The visit of the UN special rapporteur provides a critical opportunity for the Algerian authorities to address these issues and demonstrate that their invitation is also a commitment to uphold their human rights obligations, the groups said. They should release all those imprisoned for their peaceful activism or expression, allow civil society organizations, trade unions and political parties to operate freely, and repeal repressive laws used to crush dissent.

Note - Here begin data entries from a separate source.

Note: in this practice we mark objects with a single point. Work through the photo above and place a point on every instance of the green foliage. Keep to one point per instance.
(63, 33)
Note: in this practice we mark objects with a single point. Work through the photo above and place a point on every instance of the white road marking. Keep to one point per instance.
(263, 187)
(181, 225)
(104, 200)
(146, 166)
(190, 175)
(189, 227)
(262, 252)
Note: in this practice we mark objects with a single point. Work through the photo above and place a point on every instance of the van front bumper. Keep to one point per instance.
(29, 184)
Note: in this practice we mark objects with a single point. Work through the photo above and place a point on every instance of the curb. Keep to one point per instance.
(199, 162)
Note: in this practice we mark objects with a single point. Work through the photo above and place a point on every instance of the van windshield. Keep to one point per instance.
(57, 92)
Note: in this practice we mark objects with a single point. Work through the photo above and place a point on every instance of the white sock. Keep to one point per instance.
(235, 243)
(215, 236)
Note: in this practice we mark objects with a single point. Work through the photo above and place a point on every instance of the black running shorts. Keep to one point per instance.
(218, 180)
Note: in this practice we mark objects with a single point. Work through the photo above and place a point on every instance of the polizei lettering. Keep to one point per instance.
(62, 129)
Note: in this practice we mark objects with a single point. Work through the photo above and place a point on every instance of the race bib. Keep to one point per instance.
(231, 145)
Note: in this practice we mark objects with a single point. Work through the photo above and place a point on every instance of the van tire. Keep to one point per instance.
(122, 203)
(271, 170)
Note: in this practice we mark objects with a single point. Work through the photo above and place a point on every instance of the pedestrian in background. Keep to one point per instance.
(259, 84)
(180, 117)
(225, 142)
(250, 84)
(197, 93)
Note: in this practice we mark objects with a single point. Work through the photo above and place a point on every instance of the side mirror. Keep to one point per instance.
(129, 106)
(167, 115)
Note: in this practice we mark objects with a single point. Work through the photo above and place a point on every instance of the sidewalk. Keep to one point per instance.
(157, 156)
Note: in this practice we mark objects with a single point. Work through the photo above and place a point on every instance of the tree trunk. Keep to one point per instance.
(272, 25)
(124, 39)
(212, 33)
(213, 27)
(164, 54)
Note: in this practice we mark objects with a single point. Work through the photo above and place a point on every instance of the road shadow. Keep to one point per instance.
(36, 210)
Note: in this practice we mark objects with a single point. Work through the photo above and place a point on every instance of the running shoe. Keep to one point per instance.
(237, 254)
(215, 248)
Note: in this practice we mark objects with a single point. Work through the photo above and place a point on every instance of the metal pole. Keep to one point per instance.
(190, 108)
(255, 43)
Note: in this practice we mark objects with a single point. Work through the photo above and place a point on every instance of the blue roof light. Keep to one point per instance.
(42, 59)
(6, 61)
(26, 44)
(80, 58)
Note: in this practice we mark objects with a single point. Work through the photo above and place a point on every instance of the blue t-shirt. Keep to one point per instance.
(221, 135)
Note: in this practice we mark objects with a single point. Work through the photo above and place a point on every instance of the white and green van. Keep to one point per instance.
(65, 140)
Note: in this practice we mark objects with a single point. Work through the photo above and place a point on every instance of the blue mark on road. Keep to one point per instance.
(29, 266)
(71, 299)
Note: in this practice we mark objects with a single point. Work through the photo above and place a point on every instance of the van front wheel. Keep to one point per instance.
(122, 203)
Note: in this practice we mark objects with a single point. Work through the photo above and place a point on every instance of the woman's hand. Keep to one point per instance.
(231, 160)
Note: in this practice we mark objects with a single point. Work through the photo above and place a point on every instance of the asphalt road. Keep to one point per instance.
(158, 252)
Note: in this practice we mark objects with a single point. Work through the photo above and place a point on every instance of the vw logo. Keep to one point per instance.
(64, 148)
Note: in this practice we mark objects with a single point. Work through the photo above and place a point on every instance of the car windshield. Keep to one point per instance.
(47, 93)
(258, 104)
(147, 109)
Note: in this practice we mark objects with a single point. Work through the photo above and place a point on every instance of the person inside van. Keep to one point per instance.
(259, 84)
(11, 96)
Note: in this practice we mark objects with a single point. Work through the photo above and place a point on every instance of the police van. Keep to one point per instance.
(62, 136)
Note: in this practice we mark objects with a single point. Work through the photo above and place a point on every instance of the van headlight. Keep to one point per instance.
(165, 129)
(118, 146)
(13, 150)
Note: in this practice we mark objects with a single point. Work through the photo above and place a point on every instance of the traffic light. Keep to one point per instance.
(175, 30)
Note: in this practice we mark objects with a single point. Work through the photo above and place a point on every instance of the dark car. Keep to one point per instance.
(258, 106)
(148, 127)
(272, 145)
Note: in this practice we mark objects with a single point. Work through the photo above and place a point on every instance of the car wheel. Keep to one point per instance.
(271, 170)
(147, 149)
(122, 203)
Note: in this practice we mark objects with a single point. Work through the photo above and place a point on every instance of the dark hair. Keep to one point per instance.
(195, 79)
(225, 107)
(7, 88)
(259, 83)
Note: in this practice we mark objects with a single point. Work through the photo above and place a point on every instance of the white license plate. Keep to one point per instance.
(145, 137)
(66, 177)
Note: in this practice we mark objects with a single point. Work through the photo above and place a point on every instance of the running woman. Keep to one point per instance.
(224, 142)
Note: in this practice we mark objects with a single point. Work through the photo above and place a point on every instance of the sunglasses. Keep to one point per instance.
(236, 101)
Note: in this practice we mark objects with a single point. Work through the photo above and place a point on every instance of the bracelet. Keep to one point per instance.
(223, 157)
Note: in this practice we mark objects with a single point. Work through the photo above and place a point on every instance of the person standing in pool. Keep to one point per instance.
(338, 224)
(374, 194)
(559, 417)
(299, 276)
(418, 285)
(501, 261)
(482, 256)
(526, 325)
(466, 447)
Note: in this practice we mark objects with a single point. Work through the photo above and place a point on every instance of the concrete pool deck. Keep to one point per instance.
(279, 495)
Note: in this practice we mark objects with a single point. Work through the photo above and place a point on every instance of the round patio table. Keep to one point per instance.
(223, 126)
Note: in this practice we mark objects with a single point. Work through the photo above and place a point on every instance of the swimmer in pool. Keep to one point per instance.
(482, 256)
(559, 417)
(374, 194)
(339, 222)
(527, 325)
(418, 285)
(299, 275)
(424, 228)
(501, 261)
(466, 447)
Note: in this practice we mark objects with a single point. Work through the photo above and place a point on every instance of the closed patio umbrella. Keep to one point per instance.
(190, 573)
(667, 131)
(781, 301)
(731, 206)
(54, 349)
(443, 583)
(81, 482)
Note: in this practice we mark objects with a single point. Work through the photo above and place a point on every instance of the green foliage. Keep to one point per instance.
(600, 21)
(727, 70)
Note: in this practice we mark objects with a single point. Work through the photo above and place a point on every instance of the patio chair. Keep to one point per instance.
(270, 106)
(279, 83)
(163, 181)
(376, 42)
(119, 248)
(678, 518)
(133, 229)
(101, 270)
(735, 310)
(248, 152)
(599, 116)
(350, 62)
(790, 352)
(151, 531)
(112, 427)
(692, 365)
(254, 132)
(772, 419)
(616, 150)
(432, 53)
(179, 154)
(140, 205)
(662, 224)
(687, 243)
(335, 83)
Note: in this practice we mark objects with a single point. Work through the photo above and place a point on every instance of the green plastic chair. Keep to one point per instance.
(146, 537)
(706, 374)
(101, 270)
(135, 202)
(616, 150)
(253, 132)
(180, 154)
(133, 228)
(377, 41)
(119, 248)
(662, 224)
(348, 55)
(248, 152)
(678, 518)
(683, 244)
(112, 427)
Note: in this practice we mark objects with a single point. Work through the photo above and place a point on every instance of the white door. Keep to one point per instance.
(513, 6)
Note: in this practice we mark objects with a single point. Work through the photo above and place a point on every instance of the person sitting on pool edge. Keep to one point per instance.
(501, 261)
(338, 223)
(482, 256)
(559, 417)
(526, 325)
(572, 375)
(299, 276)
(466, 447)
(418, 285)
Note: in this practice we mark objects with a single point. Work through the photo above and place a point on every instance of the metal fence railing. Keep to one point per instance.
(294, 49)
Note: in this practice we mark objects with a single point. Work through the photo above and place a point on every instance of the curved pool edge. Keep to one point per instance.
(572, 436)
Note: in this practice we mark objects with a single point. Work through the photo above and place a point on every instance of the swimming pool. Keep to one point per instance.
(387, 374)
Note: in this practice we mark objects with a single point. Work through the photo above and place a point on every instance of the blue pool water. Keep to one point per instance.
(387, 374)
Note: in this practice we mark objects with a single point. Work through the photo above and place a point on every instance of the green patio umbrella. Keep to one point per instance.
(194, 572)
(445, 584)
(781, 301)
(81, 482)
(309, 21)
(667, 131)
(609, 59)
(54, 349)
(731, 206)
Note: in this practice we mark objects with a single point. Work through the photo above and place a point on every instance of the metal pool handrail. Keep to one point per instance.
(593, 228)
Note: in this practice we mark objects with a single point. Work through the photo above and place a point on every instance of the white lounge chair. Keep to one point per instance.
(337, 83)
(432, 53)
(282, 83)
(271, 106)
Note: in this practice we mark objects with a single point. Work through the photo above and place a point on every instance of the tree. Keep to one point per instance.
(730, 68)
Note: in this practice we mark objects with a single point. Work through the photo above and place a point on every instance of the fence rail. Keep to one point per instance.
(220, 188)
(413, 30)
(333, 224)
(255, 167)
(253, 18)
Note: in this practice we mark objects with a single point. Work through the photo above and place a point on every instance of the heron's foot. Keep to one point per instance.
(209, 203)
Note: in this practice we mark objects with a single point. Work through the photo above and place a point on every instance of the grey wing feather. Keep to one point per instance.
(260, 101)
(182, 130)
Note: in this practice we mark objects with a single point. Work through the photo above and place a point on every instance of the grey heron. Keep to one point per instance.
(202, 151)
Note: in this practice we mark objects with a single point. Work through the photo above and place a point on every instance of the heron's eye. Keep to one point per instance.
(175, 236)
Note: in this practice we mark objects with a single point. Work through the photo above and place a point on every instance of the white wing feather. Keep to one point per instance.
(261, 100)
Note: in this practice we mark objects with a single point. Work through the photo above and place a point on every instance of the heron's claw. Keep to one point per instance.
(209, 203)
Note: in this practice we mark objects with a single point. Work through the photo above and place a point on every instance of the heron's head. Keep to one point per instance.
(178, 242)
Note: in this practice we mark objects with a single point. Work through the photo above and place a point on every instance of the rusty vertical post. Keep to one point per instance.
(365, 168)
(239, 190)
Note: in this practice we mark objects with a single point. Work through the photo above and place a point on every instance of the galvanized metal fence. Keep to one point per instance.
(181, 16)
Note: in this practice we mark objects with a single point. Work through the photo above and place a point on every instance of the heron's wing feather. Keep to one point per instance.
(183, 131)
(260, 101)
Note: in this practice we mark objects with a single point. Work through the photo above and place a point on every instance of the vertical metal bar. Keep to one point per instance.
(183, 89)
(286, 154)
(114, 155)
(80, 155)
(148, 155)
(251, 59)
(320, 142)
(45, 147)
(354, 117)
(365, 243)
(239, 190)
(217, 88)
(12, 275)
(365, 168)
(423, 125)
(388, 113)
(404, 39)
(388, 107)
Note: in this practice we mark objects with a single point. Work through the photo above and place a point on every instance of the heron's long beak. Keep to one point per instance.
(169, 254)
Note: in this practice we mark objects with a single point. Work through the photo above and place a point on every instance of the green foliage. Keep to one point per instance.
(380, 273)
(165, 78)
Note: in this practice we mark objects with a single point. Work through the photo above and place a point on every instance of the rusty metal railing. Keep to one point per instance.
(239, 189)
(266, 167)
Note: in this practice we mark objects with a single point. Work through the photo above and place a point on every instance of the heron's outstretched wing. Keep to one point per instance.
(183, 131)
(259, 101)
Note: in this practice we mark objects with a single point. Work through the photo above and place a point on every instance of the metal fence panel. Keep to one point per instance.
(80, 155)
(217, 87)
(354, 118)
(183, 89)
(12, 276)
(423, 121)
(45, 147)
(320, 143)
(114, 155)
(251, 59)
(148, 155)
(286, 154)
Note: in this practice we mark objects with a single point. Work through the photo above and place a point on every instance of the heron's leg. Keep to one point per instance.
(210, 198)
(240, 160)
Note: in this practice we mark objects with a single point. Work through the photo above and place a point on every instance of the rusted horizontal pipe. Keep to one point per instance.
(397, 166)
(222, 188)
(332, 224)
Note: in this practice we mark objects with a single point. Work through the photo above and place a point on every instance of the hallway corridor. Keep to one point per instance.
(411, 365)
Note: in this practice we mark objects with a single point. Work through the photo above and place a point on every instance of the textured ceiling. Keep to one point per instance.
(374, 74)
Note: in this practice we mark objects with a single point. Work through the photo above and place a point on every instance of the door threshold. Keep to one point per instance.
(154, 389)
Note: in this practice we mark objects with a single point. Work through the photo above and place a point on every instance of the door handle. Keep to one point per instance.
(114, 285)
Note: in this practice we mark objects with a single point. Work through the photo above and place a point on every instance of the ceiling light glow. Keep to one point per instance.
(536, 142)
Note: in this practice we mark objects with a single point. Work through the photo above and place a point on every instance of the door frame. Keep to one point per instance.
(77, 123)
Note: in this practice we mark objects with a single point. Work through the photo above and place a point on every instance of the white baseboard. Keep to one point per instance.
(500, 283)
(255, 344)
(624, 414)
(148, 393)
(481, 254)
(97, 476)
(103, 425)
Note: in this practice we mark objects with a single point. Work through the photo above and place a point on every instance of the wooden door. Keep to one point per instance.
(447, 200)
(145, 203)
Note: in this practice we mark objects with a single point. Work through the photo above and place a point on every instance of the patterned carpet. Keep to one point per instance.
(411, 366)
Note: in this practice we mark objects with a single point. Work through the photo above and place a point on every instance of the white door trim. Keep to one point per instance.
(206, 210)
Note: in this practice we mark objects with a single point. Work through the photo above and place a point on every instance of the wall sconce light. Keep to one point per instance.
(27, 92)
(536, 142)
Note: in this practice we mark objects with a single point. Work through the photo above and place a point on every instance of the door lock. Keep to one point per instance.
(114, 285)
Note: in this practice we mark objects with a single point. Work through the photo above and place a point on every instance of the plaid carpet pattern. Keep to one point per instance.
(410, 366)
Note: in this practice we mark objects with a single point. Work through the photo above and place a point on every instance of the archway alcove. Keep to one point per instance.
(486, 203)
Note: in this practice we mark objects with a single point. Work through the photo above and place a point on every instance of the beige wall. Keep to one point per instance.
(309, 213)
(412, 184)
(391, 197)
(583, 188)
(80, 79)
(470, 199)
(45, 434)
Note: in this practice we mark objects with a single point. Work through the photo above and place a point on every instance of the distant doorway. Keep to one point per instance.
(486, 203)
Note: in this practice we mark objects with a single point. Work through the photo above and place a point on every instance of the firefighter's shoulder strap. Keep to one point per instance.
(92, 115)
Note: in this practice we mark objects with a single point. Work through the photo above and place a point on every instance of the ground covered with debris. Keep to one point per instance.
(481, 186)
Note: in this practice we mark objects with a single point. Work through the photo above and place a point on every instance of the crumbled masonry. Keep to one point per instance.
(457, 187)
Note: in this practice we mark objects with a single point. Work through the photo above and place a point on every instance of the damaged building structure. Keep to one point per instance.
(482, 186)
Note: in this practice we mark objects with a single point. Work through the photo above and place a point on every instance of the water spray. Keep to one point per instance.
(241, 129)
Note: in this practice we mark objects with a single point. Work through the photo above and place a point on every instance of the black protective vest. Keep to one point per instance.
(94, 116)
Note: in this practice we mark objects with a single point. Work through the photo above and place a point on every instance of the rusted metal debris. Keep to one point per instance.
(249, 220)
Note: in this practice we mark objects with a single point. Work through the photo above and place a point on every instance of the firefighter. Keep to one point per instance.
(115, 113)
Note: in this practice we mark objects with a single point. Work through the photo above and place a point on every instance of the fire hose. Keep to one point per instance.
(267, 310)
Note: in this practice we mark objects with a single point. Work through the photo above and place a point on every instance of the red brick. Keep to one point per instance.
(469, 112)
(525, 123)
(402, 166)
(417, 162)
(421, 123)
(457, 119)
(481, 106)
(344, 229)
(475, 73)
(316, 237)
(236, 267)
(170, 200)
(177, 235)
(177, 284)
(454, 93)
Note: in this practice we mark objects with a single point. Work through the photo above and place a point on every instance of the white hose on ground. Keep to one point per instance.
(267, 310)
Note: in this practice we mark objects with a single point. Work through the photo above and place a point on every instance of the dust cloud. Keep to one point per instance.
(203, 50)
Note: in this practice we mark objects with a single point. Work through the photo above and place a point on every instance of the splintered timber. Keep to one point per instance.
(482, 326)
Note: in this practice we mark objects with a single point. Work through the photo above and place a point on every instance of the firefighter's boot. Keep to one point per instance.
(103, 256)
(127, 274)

The authorities have dissolved Algeria's oldest human rights organization, the Algerian League for the Defense of Human Rights (Ligue algerienne pour la defense des droits de l'Homme, LADDH), as well as a prominent association, Youth Action Rally (Rassemblement Actions Jeunesse, RAJ). At least two political parties, the Socialist Workers' Party (Parti Socialiste des Travailleurs, PST) and the Democratic and Social Movement (le Mouvement Democratique et Social, MDS) have been suspended, and two major independent media outlets, Radio M and Maghreb Emergent, have been shut down, further silencing dissenting voices. Prominent journalist Ihsane El Kadi, sentenced to seven years in prison, senior analyst Raouf Farrah, and journalist Mustapha Bendjama, both sentenced to two years, were all imprisoned on dubious charges of "receiving foreign funds in order to commit public order offences."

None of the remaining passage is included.